Beijing furious after US warship sails near Chinese-controlled Paracel Islands in South China Sea
BEIJING – Beijing is furious after a US warship sailed near the Chinese-controlled Paracel Islands in the South China Sea on Monday (July 12), on the fifth anniversary of an international tribunal ruling that repudiated much of China’s territorial claims in the region.
The Chinese military said in a statement that the US guided missile destroyer USS Benfold “intruded into” Chinese territorial waters on Monday without permission from the Chinese government.
In a strongly worded statement, the People’s Liberation Army’s Southern Theatre Command spokesman, Colonel Tian Junli, said naval and air assets tracked and monitored the United States navy warship before “driving it away” with a warning.
Colonel Tian added that the incident was further “ironclad evidence of its (US) aggressive navigational hegemony and militarisation of the South China Sea”.
“We urge the US to immediately stop such provocative actions and strictly control maritime and air military activities, otherwise it will bear all resulting consequences,” he said.
In a statement later, the US Seventh Fleet rejected Beijing’s description about the USS Benfold’s mission, describing them as “false”.
It said the warship was challenging unlawful restrictions on innocent passage and China’s territorial claims.
“USS Benfold conducted this FONOP (freedom of navigation operation) in accordance with international law and then continued on to conduct normal operations in international waters… The United States will continue to fly, sail, and operate wherever international law allows, as USS Benfold did here. Nothing PRC says otherwise will deter us,” it added.
The Paracel Islands, known as the Xisha Islands in China and the Hoang Sa Archipelago in Vietnam, is a group of more than 30 islands claimed by China, Vietnam and Taiwan.
At the moment, Beijing currently has 20 outposts on the Paracel Islands, according to the Asian Maritime Transparency Initiative.
The US Navy regularly conducts freedom of navigation operations in the disputed waters of the South China Sea and its latest action comes on the fifth anniversary of the Permanent Court of Arbitration’s ruling that rejected much of Beijing’s claim to the waterway.
Just a day earlier, US Secretary of State Antony Blinken in a statement to mark the anniversary repeated the tribunal’s ruling that Beijing had “no lawful claim to the area”.
He warned that a Chinese attack on Philippine forces in the South China Sea would trigger a 1951 US-Philippines mutual defence treaty, while also reaffirming the former Trump administration’s policy rejecting Beijing’s maritime claims in the region.
Manila was the primary litigant in the 2016 tribunal ruling.
“The United States reaffirms its July 13, 2020, policy regarding maritime claims in the South China Sea,” Mr Blinken said.

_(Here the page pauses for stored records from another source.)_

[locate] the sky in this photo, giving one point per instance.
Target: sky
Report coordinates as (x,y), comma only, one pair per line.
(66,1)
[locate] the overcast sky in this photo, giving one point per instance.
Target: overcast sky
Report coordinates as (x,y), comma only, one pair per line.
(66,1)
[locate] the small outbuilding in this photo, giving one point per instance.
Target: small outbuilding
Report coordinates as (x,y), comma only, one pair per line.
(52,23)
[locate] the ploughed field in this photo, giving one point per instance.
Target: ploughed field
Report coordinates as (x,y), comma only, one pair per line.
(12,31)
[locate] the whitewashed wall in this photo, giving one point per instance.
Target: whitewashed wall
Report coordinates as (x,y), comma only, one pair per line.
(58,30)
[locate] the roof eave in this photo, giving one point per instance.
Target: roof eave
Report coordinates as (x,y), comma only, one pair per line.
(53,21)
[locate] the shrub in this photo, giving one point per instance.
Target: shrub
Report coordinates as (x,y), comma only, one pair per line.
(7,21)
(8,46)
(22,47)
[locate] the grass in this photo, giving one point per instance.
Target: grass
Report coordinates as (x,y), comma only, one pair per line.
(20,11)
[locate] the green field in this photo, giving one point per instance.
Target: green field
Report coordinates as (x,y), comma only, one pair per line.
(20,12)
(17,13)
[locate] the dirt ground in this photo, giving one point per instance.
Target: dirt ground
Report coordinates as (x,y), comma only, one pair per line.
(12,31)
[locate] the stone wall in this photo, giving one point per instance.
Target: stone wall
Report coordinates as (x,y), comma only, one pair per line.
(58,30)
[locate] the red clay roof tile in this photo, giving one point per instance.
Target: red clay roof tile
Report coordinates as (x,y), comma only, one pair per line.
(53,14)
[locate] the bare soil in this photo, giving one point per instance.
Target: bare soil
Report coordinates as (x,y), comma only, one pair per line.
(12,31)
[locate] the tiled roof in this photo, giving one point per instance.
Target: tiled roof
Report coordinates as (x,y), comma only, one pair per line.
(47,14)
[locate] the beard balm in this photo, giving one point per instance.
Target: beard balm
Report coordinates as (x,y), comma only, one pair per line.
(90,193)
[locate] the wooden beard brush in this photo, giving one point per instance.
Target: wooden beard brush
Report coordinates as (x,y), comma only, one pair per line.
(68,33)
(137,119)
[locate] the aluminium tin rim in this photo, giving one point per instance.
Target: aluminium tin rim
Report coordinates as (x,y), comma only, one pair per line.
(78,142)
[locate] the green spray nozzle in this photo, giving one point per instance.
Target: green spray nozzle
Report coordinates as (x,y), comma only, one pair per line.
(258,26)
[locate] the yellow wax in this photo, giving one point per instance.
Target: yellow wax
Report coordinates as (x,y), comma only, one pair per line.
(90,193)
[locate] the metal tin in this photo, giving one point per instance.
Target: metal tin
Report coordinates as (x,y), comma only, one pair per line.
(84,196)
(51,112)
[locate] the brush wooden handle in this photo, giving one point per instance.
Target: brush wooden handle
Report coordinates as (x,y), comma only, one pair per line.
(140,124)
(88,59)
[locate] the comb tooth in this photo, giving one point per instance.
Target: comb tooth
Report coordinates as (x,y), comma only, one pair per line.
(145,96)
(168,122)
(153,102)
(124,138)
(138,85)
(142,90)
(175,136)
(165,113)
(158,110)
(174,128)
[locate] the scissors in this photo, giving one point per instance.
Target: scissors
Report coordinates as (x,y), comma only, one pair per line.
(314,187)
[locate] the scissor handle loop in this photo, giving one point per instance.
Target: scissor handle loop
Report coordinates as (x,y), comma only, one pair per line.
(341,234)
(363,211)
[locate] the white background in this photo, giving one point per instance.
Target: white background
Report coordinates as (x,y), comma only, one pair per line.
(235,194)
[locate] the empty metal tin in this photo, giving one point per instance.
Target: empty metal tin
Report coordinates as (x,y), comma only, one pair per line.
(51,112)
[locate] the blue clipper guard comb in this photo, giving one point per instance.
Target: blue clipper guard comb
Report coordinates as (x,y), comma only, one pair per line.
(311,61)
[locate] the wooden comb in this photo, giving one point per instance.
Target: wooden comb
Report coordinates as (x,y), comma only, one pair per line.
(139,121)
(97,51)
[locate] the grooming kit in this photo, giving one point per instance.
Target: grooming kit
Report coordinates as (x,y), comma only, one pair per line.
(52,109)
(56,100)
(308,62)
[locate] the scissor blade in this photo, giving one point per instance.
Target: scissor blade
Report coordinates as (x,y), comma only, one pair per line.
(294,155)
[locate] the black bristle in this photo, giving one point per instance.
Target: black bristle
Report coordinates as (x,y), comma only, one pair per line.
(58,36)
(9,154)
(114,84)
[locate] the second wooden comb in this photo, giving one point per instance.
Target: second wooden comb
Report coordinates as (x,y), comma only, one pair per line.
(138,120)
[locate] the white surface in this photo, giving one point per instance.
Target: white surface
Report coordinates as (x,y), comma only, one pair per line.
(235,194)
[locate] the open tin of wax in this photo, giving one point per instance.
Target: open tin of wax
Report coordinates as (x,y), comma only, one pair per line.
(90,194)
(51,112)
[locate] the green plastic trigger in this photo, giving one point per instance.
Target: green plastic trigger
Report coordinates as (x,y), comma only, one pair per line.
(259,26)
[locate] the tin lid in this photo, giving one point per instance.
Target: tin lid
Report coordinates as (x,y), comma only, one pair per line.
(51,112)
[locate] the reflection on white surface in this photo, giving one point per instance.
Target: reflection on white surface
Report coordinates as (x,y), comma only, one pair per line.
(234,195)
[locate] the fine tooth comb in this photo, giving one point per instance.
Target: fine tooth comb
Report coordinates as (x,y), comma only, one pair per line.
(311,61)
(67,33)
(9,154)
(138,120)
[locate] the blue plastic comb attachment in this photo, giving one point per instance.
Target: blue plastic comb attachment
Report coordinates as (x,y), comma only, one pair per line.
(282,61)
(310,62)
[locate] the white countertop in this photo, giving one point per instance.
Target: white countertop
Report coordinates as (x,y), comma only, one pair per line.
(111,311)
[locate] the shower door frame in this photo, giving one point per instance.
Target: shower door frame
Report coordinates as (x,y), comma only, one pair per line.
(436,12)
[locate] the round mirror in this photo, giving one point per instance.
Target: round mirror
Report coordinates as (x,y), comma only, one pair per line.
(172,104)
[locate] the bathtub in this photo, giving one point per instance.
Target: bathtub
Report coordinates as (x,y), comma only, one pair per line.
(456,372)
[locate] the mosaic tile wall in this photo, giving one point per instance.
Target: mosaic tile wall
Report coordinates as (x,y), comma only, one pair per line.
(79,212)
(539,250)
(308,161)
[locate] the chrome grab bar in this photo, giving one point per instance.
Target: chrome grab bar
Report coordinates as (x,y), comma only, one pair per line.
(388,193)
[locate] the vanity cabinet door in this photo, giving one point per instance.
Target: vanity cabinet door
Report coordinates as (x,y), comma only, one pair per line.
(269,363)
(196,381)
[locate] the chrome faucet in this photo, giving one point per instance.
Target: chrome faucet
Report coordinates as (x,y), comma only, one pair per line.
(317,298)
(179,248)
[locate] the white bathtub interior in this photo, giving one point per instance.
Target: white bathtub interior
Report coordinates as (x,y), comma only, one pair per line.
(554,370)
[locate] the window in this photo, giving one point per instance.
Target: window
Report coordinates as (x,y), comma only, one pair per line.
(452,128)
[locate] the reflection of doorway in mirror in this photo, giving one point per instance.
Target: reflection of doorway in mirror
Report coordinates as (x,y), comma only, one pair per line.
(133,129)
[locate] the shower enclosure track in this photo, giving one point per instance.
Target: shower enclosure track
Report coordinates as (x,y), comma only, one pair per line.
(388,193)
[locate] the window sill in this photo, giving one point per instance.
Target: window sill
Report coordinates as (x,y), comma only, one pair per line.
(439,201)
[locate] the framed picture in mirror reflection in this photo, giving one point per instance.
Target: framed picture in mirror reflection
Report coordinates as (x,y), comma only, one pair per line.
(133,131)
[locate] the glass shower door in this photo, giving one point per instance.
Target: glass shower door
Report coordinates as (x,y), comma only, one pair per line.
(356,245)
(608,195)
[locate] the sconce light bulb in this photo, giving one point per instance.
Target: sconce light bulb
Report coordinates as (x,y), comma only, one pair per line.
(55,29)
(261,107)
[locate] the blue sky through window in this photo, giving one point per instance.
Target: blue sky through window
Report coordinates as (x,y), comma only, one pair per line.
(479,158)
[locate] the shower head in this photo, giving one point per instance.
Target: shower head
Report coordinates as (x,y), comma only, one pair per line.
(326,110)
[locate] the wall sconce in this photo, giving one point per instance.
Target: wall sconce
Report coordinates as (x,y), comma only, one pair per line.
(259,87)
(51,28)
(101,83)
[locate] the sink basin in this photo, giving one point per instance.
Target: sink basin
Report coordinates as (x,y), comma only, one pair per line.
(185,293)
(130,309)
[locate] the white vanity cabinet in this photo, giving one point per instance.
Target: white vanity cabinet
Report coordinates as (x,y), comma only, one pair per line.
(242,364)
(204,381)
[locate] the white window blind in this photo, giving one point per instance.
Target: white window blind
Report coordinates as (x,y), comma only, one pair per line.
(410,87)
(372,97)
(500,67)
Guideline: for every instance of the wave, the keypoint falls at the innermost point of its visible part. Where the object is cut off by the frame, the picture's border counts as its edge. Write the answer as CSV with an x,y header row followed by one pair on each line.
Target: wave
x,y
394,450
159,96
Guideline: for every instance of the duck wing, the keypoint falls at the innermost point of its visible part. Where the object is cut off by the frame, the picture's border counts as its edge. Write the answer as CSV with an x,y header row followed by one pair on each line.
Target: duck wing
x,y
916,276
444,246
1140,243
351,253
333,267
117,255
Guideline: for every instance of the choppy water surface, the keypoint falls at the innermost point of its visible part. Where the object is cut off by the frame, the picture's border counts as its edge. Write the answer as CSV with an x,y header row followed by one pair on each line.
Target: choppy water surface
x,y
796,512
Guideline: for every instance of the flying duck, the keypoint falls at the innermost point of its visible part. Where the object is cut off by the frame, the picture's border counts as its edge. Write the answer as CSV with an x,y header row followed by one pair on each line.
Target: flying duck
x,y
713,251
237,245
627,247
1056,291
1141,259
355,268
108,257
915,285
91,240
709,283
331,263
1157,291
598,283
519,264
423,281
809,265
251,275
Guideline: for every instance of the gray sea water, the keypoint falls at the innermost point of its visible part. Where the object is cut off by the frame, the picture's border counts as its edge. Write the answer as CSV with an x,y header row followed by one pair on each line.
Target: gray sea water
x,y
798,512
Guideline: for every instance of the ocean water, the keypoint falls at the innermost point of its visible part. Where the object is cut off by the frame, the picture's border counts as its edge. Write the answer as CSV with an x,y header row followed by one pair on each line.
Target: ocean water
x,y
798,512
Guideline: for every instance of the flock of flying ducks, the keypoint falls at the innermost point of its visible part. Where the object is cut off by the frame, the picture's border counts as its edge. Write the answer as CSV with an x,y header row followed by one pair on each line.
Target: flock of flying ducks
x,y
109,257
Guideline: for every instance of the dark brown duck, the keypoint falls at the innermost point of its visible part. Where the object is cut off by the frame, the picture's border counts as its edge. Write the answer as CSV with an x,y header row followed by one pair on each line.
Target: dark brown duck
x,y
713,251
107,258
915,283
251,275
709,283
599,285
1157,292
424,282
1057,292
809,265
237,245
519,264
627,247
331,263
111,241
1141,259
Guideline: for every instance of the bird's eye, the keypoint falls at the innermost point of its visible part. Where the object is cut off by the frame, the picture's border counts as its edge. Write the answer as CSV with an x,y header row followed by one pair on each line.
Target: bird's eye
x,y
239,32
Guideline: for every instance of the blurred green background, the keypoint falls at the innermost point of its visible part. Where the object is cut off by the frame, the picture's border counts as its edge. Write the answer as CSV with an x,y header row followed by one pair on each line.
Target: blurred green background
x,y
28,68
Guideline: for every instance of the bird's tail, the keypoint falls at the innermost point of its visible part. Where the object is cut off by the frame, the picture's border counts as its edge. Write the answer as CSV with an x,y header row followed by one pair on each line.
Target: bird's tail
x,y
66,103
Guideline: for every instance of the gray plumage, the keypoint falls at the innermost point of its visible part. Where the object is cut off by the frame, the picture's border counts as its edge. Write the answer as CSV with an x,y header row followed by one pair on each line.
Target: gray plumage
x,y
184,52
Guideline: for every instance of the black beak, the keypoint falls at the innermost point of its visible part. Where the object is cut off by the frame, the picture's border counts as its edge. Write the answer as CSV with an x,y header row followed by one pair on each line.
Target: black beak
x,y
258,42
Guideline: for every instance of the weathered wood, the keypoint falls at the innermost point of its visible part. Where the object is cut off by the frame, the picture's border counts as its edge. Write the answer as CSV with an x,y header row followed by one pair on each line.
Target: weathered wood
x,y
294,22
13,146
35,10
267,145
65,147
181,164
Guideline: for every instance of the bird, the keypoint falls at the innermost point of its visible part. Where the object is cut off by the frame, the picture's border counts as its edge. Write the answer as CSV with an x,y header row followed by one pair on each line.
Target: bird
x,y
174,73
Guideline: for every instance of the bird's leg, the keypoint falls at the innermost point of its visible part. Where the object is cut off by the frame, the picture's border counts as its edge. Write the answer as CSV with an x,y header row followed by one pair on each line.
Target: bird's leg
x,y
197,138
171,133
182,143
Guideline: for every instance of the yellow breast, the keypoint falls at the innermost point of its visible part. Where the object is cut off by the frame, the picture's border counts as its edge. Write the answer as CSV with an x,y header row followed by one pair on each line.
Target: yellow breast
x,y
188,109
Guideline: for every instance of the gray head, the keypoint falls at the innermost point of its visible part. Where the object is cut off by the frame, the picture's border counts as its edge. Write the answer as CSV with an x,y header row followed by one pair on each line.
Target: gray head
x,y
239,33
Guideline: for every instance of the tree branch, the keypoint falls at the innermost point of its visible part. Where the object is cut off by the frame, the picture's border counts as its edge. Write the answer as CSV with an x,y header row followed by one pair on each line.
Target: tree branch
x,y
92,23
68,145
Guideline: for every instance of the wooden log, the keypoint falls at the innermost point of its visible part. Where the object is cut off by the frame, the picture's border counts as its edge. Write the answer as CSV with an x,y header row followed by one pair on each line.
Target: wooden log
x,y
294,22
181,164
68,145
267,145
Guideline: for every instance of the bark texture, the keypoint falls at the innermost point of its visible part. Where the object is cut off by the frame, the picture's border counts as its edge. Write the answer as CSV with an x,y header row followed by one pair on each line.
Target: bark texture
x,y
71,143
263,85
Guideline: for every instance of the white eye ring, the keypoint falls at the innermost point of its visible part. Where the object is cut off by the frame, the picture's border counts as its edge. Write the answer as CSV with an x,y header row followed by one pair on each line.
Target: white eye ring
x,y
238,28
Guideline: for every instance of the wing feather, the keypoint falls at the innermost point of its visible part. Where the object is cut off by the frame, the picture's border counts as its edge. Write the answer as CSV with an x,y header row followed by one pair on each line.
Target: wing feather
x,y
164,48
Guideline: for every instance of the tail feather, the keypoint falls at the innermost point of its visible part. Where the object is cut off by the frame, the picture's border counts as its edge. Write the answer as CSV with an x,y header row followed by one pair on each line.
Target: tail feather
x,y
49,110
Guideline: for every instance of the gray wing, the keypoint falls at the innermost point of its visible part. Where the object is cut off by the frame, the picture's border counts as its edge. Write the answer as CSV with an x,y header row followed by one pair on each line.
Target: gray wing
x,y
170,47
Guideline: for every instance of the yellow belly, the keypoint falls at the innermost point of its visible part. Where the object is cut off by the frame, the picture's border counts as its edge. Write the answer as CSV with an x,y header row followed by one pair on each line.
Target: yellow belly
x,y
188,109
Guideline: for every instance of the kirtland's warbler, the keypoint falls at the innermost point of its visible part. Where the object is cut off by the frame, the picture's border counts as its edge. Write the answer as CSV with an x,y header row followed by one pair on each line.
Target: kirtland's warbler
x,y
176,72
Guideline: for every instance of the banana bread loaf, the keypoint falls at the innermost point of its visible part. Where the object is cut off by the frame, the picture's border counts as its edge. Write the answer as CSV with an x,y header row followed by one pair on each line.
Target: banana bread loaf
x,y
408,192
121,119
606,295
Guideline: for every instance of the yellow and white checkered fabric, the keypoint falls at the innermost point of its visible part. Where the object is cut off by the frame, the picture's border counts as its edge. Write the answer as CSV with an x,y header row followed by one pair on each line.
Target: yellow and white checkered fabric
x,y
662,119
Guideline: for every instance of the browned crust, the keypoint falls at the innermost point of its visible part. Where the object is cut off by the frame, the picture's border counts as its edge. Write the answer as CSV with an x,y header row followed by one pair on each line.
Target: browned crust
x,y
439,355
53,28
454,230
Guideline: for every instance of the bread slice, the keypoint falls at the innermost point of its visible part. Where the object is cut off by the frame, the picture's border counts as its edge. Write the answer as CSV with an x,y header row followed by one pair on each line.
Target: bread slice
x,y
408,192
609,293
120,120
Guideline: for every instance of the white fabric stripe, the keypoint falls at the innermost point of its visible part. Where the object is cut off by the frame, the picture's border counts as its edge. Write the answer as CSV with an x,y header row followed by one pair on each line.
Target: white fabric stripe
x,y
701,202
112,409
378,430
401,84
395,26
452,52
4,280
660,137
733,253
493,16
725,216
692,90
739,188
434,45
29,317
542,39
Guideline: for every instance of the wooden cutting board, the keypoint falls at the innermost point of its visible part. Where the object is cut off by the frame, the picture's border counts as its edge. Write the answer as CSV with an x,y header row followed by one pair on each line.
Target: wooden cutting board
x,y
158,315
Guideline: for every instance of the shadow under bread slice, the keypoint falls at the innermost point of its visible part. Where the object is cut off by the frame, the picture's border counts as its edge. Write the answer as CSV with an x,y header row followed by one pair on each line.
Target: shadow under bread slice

“We also reaffirm that an armed attack on Philippine armed forces, public vessels, or aircraft in the South China Sea would invoke US mutual defence commitments under Article IV of the 1951 US-Philippines Mutual Defence Treaty,” he added.
In a separate statement, Philippine Foreign Affairs Secretary Teodoro Locsin said the tribunal’s ruling was final.
“We firmly reject attempts to undermine it; nay, even erase it from law, history and our collective memories. Anniversaries are an occasion to take stock of the past, mark the gains of the present, look to the future and find ways to work together for mutual benefit since no singular advantage can be gained by violating it,” he said.
Dr Collin Koh, a naval affairs specialist and research fellow at the S. Rajaratnam School of International Studies in Singapore, said Mr Blinken’s comments and the USS Benfold’s FONOP signalled there would no change in Washington’s policy on the South China Sea.
“The fifth anniversary (of the tribunal ruling) just happens to coincide with Biden’s first year in office, but the fact that this FONOP was conducted right on this very day is symbolic – the US wants to demonstrate that it will continue to challenge China’s excessive claims in the South China Sea,” he said.